Verdi et la musique d’Attila
Ses premières œuvres coïncidant avec l’éveil de la nation italienne, Verdi profita de ce courant porteur qui rejoignait ses propres convictions. Le succès de ses œuvres fut par conséquent frappé de suspicion : il semblait aux critiques que les salles s’enflammaient pour des raisons bien éloignées de la noblesse de l’art. Comme Ernani, I Lombardi ou Giovanna d’Arco, Attila attise cette fibre par des moyens musicaux autant que littéraires – la pièce de Werner est habilement détournée de son fondement mystique pour flatter l’orgueil du public vénitien.

Les chœurs galvanisaient un public en mal d’identification. Aussi Verdi, lorsqu’il travailla sur le livret avec Piave lui recommanda-t-il particulièrement ces moments de foule que la pièce de Werner ménageait en grand nombre. « Je veux des chœurs qui soulèvent la salle et que le public retienne facilement ! » écrit-il dans sa correspondance.

Comme dans tous les opéras de jeunesse, les chœurs apparaissent comme des groupes soudés dont se détachent les protagonistes, porte-parole de leurs valeurs et de leurs aspirations.

Dans Attila l’usage du chœur est à la fois permanent et diffus : d’innombrables interventions ponctuent les scènes – souvent très brèves, toujours soignées et efficaces.

Attila arrive sur scène entouré d’un chœur de guerriers qu’il nomme ses héros et ses fils. Odabella fait son entrée à la tête de ses compagnes d’esclavage. Foresto apparaît lui aussi comme le porte-parole du peuple martyre d’Aquilée. En donnant une tribune à ces collectivités unies derrière leur représentant, Verdi touchait à coup sûr son public. La recette peut sembler facile. Elle le serait si ces morceaux ne faisait la preuve constante d’une inspiration élevée.
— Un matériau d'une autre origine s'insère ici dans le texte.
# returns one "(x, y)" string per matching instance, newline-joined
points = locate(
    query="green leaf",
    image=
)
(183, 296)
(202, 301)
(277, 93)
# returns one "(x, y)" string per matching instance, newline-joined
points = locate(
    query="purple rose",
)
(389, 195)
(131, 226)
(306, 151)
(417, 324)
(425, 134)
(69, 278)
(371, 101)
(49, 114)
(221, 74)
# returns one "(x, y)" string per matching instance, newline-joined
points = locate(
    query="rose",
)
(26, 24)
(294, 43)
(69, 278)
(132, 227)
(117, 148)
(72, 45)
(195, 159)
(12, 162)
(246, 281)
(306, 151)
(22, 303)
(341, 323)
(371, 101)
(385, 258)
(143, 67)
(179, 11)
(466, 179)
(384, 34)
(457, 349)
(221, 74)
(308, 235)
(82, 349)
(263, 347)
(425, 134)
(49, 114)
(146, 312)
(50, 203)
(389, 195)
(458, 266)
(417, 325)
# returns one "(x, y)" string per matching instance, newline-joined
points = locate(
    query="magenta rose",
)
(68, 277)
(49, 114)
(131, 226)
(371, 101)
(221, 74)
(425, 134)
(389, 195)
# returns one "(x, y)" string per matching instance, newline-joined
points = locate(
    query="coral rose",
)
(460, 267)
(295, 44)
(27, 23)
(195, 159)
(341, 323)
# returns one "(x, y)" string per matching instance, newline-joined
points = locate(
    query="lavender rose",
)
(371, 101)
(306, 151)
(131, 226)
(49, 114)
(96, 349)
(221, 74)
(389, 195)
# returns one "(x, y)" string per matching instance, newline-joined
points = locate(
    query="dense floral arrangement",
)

De puissants unissons ou de tendres tierces, des mélodies qui se gravent dans les mémoires, des accompagnements simples et touchants, des rythmes ballabile, entrainants et dansants sont l’esquisse de cet hymne national que l’Italie se cherchait alors.

La page chorale la plus célèbre est sans doute « Dall’alghe di questi marosi » « Sur les algues de ces marécages », qui sert de ritournelle à la cabalette de Foresto se terminant par un contre ut éclatant, à la fin du prologue. En affirmant que la patrie italienne renaîtra tel un phénix, plus grande que jamais, cet ensemble vibrant s’est assuré un succès égal à celui des plus illustres pages de Nabucco, I Lombardi ou Ernani. Je me souviens de l’avoir chanté avec mes camarades à Saluzzo ou j’ai passé ma jeunesse.

Le sens de l’œuvre
L’intrigue est simple et efficace. Attila, incarnation victorieuse de l’Histoire en marche, fasciné par Odabella, fille d’un peuple vaincu, veut l’épouser. Elle accepte pour mieux tuer celui qui a tué son père.  Son histoire d’amour avec Foresto humanise sa violence. Elle permet au ténor de lancer un appel risorgimental « Cara patria ».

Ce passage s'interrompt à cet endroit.